Shell’s second-quarter profit fell 19% from the first three months of this year. The company reported adjusted profit of $7.7 billion Season 1, 2024.
Shell said it would launch a $3.5 billion share buyback program over the next three months, similar to last quarter’s plan. The company’s dividend remained unchanged at 34 cents per share.
“We’re in a good position, we see good momentum, but there’s still a lot of work to do,” Shell Chief Executive Wael Sawan said Thursday on CNBC’s “Squawk Box Europe.”
Asked how far Shell is on its path to creating a more disciplined, value-focused company, Sawan responded: “We’re already halfway there. We talked about 10-quarter sprints. We actually Shang Shang is at the beginning of the fifth quarter.
Sawan noted “significant improvements” in areas such as costs, capital discipline and operating performance.
Shell’s chief executive said the company has completed $1.7 billion in structural cost reductions since 2022, noting that the company aims to cut costs by $2 billion to $3 billion by the end of next year.
The company’s London-listed shares rose 1.4% as markets opened on Thursday morning. Shell shares have risen more than 11% so far this year, outperforming European peers.
British competitors blood pressure Increases dividend and extends stock buyback program on Tuesday Earnings stronger than expected.
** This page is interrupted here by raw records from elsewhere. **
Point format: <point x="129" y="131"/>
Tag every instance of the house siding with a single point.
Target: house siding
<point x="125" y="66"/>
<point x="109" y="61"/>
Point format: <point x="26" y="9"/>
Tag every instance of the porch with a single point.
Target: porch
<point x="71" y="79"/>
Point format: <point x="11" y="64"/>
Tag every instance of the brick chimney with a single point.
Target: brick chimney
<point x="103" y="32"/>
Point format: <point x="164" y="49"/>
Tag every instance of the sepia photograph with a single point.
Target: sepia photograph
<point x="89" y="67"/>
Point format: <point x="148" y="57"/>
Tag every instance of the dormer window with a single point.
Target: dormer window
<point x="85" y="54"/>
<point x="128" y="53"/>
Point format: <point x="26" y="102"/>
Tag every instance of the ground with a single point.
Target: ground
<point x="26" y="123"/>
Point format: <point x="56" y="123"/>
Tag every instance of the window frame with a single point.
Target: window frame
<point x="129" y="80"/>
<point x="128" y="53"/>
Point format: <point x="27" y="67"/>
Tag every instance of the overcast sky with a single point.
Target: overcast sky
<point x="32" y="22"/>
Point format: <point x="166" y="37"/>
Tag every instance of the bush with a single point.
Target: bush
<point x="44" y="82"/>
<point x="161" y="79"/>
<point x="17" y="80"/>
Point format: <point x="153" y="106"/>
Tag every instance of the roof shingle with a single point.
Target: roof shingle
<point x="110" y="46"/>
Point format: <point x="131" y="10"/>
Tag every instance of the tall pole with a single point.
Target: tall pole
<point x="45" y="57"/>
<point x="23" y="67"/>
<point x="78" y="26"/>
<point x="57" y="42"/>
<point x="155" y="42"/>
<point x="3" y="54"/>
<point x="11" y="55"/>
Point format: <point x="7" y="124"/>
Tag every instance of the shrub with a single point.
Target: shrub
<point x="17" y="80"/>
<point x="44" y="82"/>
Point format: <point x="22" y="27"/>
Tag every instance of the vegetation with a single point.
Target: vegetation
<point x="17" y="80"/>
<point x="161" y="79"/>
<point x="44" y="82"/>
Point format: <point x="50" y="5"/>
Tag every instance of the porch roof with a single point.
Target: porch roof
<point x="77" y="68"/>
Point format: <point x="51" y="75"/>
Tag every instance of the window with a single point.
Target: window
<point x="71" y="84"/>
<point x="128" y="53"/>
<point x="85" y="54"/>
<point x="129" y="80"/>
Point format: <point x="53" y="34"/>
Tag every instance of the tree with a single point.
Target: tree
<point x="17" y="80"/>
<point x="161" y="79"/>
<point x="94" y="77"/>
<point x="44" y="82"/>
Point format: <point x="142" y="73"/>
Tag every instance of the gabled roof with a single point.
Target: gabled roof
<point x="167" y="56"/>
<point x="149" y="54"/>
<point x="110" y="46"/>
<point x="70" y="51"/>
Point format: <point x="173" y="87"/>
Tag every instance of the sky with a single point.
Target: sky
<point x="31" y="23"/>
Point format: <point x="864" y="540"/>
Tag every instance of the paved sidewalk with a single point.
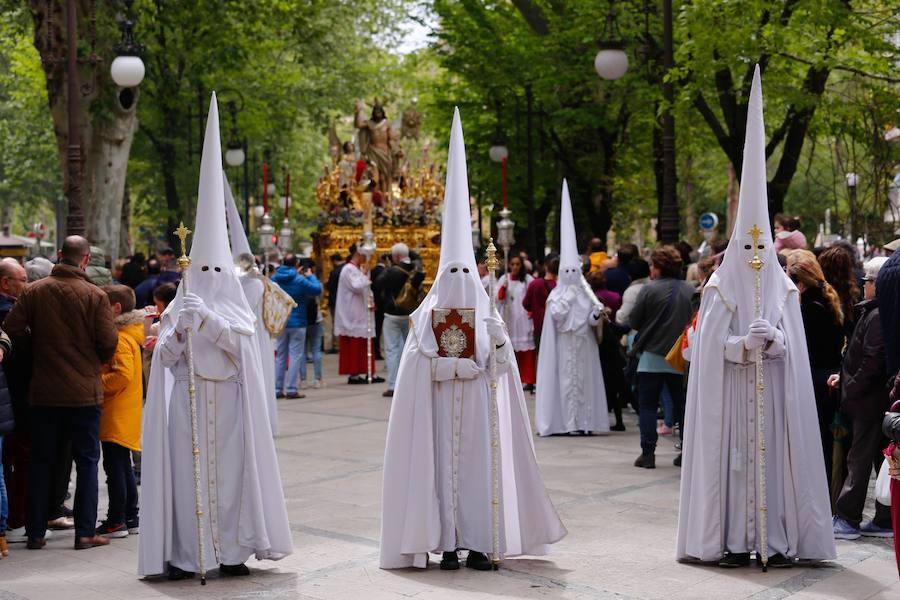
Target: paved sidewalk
<point x="621" y="522"/>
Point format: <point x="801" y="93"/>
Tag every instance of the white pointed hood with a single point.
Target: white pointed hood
<point x="211" y="274"/>
<point x="457" y="284"/>
<point x="240" y="246"/>
<point x="568" y="283"/>
<point x="735" y="279"/>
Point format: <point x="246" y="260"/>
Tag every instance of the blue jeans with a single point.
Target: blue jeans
<point x="650" y="386"/>
<point x="394" y="332"/>
<point x="312" y="351"/>
<point x="4" y="501"/>
<point x="291" y="342"/>
<point x="49" y="425"/>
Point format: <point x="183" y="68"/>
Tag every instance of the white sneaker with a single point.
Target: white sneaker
<point x="18" y="535"/>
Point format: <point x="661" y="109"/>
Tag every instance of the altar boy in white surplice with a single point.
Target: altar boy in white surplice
<point x="437" y="469"/>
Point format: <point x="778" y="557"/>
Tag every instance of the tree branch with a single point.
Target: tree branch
<point x="534" y="16"/>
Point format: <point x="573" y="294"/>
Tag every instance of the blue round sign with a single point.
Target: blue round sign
<point x="708" y="221"/>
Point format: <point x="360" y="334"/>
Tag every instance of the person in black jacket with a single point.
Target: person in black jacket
<point x="864" y="399"/>
<point x="823" y="321"/>
<point x="387" y="287"/>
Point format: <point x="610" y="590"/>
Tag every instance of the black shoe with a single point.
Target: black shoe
<point x="35" y="543"/>
<point x="176" y="574"/>
<point x="646" y="461"/>
<point x="449" y="561"/>
<point x="240" y="570"/>
<point x="134" y="525"/>
<point x="734" y="560"/>
<point x="478" y="561"/>
<point x="777" y="561"/>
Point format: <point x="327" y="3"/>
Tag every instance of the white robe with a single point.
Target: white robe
<point x="242" y="499"/>
<point x="437" y="470"/>
<point x="570" y="394"/>
<point x="518" y="321"/>
<point x="720" y="491"/>
<point x="351" y="310"/>
<point x="254" y="289"/>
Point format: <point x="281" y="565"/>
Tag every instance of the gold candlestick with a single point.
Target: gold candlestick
<point x="184" y="262"/>
<point x="756" y="263"/>
<point x="492" y="263"/>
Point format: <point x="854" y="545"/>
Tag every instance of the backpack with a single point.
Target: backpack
<point x="409" y="297"/>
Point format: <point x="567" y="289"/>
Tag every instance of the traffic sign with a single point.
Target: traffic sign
<point x="708" y="221"/>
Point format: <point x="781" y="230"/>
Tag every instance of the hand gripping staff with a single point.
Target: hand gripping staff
<point x="184" y="262"/>
<point x="492" y="263"/>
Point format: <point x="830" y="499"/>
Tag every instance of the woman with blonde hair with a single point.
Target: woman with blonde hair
<point x="823" y="321"/>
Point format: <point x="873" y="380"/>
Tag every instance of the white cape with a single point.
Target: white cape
<point x="254" y="288"/>
<point x="411" y="520"/>
<point x="802" y="493"/>
<point x="263" y="523"/>
<point x="570" y="394"/>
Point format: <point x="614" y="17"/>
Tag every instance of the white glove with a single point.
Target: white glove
<point x="194" y="304"/>
<point x="495" y="329"/>
<point x="762" y="328"/>
<point x="466" y="368"/>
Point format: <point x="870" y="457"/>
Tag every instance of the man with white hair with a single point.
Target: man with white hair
<point x="864" y="400"/>
<point x="399" y="290"/>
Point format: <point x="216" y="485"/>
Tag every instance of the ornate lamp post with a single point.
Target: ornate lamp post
<point x="265" y="230"/>
<point x="611" y="63"/>
<point x="127" y="69"/>
<point x="505" y="227"/>
<point x="285" y="237"/>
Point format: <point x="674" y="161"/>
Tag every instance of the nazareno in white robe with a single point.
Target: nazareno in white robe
<point x="570" y="393"/>
<point x="243" y="502"/>
<point x="254" y="288"/>
<point x="437" y="471"/>
<point x="720" y="491"/>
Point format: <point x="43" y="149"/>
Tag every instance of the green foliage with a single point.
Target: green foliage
<point x="30" y="175"/>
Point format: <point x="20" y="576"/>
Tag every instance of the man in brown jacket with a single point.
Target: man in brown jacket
<point x="70" y="325"/>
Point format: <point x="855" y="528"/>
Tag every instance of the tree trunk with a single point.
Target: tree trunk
<point x="105" y="138"/>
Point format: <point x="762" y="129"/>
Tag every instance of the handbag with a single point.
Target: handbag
<point x="883" y="483"/>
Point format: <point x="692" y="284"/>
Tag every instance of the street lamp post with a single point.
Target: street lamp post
<point x="285" y="237"/>
<point x="852" y="183"/>
<point x="505" y="227"/>
<point x="612" y="63"/>
<point x="266" y="230"/>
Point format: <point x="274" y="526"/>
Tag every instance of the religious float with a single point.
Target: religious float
<point x="380" y="189"/>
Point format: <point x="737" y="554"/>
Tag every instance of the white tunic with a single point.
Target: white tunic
<point x="570" y="394"/>
<point x="254" y="290"/>
<point x="518" y="321"/>
<point x="352" y="308"/>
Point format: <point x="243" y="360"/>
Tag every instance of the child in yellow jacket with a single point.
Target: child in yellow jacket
<point x="120" y="420"/>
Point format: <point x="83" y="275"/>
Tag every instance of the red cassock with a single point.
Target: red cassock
<point x="353" y="356"/>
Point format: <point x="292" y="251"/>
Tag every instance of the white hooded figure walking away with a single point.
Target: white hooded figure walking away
<point x="438" y="484"/>
<point x="570" y="392"/>
<point x="727" y="506"/>
<point x="242" y="504"/>
<point x="254" y="285"/>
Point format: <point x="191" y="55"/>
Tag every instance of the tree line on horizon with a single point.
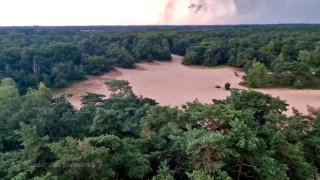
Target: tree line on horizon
<point x="290" y="55"/>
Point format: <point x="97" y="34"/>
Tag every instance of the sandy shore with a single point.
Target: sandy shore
<point x="171" y="83"/>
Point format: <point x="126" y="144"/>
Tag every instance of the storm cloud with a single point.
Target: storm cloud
<point x="242" y="11"/>
<point x="157" y="12"/>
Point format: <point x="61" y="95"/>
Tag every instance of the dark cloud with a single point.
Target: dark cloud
<point x="251" y="11"/>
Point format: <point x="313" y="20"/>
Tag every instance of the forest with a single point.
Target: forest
<point x="289" y="56"/>
<point x="246" y="136"/>
<point x="128" y="136"/>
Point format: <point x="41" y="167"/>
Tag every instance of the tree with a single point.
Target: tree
<point x="257" y="75"/>
<point x="227" y="86"/>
American oil majors Exxon Mobil and Chevron Both companies are scheduled to report second-quarter results on Friday.
‘A long-standing problem’
recent shell warn It expects to take up to $2 billion in impairment charges following the sale of its Singapore refinery and the suspension of construction at its Rotterdam plant site in the Netherlands.
shell comfirmed In early May, the company agreed to sell its refinery and petrochemical assets in Singapore to a joint venture between Indonesian petrochemicals company PT Chandra Asri and Swiss trading company Glencore.
The transaction is expected to close by the end of this year Is considered It comes as part of Saavan’s plan to reduce Shell’s carbon footprint and focus on its most profitable businesses.
John Moore, senior investment manager at RBC Brewin Dolphin, described Shell’s results as “strong” and said it “underscores the reasons why the market is generally optimistic about the company’s prospects”.
“Shell’s more outspoken commitment to oil and gas for the foreseeable future should support the company’s medium-term returns,” Moore said.
He added: “Nevertheless, there are long-standing questions about its net zero journey and many shareholders are keen to hear more on this issue in future updates.”
Some shareholders of Shell express concern Regarding the company’s energy transition strategy, the company downplayed its 2030 carbon reduction target and abandoned its 2035 target, citing “uncertainty about the pace of change in the energy transition.”
Asked on Thursday whether Shell remained committed to its pledge to become a net-zero emissions company by 2050, Sawan responded: “We are absolutely committed to the 2050 target, but we also recognize that the trajectory from here to there is It’s not linear.
He added that there would be “significant twists and turns” and that the company was “remaining strategically patient” and focusing on opportunities that can create value now and over the long term.